TEACHING CAPTION: As with all other chronic illnesses, care is not simply laying out the facts and assuming the best. A multi-system approach to therapy is essential.
Post-test
Q1. The risk of celiac disease is increased in all the following conditions except
(a) Turner Syndrome
(b) Williams Syndrome
(c) Fanconi Syndrome
(d) Down Syndrome
Q2. Celiac disease may present with which of the following
(a) chronic diarrhea
(b) failure to thrive
(c) abdominal distension
(d) all of the above
Q3. True or False. Celiac disease has no long-term complications.
Q4. Which of the following is the best initial serologic test in children with suspected celiac disease?
(a) Anti-gliadin IgA
(b) anti-tissue transglutaminase
(c) anti-gliadin IgG
(d) total IgA
Q5. The diagnosis of celiac disease is confirmed by which of the following?

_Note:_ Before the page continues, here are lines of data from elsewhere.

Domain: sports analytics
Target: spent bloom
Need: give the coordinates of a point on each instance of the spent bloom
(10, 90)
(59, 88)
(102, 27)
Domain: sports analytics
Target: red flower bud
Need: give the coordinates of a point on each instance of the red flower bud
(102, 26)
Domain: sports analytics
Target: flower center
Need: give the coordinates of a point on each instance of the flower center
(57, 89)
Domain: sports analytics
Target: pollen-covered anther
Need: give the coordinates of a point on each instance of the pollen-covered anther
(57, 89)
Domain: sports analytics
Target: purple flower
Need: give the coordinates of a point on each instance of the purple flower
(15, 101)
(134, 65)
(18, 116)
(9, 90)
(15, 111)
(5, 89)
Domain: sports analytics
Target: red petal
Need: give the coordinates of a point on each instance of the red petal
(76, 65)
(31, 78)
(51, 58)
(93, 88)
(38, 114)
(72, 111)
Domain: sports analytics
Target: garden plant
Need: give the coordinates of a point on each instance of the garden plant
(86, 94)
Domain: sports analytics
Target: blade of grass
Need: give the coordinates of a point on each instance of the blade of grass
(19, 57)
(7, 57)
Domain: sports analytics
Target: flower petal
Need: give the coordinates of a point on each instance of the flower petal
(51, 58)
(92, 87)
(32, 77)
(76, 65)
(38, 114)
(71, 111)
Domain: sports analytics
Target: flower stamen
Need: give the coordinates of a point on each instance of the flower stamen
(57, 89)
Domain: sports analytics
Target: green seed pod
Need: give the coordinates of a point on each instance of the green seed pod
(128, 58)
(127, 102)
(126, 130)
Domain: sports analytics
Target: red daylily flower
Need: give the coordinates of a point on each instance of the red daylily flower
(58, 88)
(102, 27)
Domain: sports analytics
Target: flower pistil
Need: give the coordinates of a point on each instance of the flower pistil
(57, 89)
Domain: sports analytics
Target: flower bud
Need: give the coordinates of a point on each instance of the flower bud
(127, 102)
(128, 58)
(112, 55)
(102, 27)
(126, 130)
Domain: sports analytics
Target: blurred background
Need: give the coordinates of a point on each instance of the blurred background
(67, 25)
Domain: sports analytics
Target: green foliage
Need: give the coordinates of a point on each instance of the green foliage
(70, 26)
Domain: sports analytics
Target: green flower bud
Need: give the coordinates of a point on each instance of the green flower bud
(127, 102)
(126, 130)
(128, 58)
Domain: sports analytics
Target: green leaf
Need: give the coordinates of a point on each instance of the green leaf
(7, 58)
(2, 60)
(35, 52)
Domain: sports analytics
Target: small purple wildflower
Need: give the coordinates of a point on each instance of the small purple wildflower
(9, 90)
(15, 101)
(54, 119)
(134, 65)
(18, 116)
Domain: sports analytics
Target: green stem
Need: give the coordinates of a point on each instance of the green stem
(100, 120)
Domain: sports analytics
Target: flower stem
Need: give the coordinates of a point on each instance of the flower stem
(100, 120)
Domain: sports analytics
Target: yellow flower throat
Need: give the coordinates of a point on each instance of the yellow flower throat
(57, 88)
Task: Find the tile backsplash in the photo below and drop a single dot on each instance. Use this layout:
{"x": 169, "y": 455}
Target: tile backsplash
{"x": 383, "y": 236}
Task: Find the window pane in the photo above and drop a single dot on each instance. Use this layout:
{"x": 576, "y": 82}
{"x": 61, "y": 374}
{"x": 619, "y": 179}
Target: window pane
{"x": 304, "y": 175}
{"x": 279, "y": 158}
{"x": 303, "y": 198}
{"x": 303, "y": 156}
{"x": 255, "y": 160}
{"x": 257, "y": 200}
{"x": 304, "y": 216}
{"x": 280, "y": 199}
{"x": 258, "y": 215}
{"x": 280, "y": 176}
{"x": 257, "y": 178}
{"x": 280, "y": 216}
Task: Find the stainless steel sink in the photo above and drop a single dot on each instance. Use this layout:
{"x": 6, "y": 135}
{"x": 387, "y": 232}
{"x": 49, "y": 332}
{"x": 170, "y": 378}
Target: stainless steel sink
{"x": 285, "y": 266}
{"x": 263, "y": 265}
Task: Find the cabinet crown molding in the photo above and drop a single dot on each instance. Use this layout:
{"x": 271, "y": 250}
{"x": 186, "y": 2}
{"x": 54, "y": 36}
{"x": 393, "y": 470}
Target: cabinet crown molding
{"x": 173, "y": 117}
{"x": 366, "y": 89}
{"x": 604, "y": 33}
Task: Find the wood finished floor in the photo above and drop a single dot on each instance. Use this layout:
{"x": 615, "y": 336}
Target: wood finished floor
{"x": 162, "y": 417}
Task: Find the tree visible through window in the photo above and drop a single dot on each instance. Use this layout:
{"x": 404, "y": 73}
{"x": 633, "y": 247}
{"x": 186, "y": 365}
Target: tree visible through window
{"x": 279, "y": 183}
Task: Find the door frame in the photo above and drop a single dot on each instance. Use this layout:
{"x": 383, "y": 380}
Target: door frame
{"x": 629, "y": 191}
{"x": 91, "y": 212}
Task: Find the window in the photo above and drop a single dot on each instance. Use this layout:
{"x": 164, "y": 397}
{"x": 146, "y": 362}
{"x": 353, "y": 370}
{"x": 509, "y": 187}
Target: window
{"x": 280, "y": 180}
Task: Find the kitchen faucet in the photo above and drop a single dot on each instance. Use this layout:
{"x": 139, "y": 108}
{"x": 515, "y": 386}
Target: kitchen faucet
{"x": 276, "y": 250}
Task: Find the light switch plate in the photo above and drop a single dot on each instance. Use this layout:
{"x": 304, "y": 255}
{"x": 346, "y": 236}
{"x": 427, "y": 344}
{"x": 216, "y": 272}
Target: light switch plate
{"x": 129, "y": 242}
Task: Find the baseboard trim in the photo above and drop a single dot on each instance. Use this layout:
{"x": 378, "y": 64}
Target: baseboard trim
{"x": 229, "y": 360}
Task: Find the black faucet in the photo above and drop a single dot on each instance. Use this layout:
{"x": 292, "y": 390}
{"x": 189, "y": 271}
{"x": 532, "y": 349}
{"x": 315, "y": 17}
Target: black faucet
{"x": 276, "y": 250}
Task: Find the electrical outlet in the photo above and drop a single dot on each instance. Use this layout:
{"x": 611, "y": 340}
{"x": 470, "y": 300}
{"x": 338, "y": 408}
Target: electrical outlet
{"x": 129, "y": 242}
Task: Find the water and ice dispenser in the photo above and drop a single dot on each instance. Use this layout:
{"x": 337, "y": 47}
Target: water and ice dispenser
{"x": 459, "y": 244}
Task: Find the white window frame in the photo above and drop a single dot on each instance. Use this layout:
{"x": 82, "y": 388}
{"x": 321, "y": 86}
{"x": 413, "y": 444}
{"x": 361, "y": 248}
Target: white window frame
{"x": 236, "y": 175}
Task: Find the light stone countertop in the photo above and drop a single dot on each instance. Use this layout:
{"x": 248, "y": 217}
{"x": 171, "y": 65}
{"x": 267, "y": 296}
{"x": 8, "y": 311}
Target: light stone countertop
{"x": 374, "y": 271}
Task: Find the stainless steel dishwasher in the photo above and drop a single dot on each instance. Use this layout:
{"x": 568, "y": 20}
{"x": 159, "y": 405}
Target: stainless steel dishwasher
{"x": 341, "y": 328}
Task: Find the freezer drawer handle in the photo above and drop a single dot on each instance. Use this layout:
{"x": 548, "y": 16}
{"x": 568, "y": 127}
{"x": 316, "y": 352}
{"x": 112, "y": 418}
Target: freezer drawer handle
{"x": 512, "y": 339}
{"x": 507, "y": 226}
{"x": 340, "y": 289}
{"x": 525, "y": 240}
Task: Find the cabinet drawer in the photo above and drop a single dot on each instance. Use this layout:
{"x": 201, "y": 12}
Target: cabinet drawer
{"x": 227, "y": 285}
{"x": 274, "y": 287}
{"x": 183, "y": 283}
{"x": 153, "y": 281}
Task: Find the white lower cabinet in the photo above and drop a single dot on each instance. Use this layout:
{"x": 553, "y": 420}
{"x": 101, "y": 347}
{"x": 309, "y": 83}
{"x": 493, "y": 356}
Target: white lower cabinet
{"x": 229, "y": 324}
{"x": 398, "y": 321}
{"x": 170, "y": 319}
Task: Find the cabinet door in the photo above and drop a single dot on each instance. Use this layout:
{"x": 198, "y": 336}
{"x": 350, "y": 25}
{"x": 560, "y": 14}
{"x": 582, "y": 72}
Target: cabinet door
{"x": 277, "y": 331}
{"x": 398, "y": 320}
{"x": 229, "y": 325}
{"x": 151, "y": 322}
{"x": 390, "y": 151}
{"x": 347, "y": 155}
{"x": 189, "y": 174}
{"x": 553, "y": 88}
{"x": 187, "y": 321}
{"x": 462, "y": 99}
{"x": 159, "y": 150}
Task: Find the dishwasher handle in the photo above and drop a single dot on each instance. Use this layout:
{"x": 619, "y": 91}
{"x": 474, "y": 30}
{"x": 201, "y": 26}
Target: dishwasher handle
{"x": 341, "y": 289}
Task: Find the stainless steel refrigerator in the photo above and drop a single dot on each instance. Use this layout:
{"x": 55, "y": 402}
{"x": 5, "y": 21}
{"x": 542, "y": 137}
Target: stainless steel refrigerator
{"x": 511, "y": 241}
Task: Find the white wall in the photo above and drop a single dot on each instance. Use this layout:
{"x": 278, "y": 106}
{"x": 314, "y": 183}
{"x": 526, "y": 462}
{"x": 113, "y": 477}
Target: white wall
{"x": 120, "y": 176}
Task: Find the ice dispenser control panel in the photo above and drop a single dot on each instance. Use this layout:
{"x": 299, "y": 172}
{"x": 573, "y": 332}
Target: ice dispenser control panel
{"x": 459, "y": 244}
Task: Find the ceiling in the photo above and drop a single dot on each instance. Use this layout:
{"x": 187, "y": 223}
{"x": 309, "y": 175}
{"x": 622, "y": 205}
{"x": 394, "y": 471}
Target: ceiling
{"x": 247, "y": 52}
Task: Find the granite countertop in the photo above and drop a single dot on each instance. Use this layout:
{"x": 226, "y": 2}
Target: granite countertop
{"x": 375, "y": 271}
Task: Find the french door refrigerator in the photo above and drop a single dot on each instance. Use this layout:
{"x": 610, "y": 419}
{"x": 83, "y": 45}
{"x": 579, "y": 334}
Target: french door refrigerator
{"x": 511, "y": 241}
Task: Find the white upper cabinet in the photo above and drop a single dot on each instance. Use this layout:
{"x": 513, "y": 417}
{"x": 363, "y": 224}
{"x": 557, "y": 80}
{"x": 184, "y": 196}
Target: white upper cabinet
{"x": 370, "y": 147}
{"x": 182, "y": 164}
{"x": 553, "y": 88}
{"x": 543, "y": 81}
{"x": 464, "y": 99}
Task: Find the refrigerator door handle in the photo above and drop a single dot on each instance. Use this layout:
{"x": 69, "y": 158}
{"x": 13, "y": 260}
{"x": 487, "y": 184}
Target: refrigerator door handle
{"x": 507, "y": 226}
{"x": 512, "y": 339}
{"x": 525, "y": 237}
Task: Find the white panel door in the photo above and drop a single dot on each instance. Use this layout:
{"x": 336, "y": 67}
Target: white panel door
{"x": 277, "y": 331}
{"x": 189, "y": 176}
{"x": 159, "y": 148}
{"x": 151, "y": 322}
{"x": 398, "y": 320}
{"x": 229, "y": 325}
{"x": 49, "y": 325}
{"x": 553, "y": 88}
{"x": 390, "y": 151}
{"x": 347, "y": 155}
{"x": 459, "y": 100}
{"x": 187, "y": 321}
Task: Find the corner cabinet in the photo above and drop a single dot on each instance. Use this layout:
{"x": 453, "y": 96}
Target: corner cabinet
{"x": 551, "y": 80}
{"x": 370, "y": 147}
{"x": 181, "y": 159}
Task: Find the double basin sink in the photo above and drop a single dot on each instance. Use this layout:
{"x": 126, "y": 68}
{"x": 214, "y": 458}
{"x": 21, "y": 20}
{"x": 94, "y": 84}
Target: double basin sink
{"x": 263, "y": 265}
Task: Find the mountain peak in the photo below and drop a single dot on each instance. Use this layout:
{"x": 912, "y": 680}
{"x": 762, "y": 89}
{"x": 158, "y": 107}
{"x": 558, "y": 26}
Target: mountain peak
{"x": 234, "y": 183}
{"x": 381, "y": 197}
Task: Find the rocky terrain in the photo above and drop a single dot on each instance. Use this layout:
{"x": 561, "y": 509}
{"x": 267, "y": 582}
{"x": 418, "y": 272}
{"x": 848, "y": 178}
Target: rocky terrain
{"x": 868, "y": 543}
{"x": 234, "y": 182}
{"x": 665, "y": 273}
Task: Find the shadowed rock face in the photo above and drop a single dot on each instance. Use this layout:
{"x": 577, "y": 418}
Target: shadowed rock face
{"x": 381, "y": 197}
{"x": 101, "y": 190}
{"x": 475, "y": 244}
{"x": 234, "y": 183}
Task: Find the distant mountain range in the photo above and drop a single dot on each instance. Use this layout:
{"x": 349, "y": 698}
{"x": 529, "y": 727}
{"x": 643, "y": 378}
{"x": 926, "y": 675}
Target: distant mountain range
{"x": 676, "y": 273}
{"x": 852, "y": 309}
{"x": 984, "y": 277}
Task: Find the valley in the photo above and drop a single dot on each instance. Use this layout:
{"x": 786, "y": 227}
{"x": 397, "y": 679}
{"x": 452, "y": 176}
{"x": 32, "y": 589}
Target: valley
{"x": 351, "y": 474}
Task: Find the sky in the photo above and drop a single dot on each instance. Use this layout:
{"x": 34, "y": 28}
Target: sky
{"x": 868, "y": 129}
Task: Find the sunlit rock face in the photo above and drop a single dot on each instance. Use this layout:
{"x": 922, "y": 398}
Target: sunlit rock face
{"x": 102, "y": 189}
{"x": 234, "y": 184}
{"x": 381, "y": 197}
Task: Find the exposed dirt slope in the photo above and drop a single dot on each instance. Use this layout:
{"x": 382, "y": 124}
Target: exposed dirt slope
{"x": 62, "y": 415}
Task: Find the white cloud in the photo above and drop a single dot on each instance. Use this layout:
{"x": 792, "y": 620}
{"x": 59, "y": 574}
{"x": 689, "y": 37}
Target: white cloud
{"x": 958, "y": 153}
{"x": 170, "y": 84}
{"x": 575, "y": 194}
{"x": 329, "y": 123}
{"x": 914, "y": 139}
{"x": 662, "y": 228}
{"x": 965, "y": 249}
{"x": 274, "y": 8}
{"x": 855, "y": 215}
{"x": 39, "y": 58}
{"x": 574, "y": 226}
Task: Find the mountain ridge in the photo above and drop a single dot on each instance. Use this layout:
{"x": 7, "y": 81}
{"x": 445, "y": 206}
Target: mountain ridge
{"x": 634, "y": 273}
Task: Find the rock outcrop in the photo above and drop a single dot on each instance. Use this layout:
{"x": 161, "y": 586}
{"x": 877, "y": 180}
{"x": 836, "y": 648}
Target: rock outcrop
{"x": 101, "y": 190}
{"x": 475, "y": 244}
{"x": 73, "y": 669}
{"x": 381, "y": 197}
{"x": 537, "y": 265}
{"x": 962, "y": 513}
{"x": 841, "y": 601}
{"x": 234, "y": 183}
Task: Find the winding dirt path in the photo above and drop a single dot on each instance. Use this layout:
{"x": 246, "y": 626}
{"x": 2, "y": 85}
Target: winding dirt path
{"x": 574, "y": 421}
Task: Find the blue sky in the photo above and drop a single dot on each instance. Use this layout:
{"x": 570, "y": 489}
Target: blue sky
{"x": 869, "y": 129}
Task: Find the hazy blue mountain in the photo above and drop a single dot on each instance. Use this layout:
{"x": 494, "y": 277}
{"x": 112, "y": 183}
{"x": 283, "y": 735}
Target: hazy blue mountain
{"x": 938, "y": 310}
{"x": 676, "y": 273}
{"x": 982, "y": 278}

(a) an intestinal biopsy consistent with celiac disease
(b) a serologic test consistent with celiac disease
(c) a history of chronic diarrhea and failure to thrive
(d) HLA DQ2 or DQ8.
Q6. Which of the following is the best initial treatment for children with confirmed celiac disease?
(a) Prednisone
(b) a gluten free diet
(c) dapsone
(d) a lactose free diet
Q7. The major genetic predisposition to celiac disease is attributed to which of the following genetic markers?
(a) HLA-DQ4 and HLA- DQ6
(b) HLA-DQ2 and HLA-DQ8
(c) HLA-DQ4 and HLA-DQ7
(d) HLA-DQ1 and HLA-DQ5
Q8. True or False. A team-based approach (including the physician, dietitian and advocacy groups) is important in the management of celiac disease.
Answers
1 = c; 2 = d; 3= False; 4 = b; 5 = a; 6 = b; 7 = b; 8 = True
Annotated Pre-test answers:
A1. The answer is c. While it may seem odd that a child with a malabsorption might be constipated, this is a fairly common experience. The disorder can occur at all ages and is reasonably common in the United States with an incidence of XX/1,000 persons.
A2. The answer is a. Children with Down syndrome have an increase in gluten sensitivity as do persons with William syndrome and Type 1 DM, not Type 2. Cushing syndrome is unrelated.
A3. The answer is b. The anti-tissue transglutaminase (TTG IgA) is recommended as the first line of testing for celiac disease in children based on the ease of performance, reliability and relatively low cost of the test. A s fore the other tests, the others: antigliadin antibody has poor sensitivity and specificity. Tissue transglutaminase levels should be unaffected, and Total IgA can be low or high.
A4. The answer is a. Various tests suggestive of coelic disease indicate a high risk and a need for a biopsy. The biopsy result is the gold standard
A5. The answer is True. Early treatment includes elimination of gluten. Occasional patients tolerate some gluten later in life, but this is unusual
A6. The answer is d. Non-Hodgkin lymphoma including enteropathy associated T-cell lymphoma (EATL) is a rare long-term complication of celiac disease. Gluten- free diet may reduce the risk of lymphoma .The risk of adenocarcinoma of the small intestine is increased and there may be increased risk of other carcinoma elsewhere in the gastrointestinal tract.
A7. An unresolved question. It is commonly taught that wheat products should not be given to infants before 8 months of age - some would say one year. This will make wheat allergy less likely because the endothelial lining is not tightly linked at an early age, and foreign antigens enter the system stimulating T-, then B- cell function. While no direct connection to celiac disease has been made, it is a logical assumption, (the classic Genetics X environment scenario) that early wheat ingestion by a genetically susceptible person increases the likelihood of celiac disease occurring.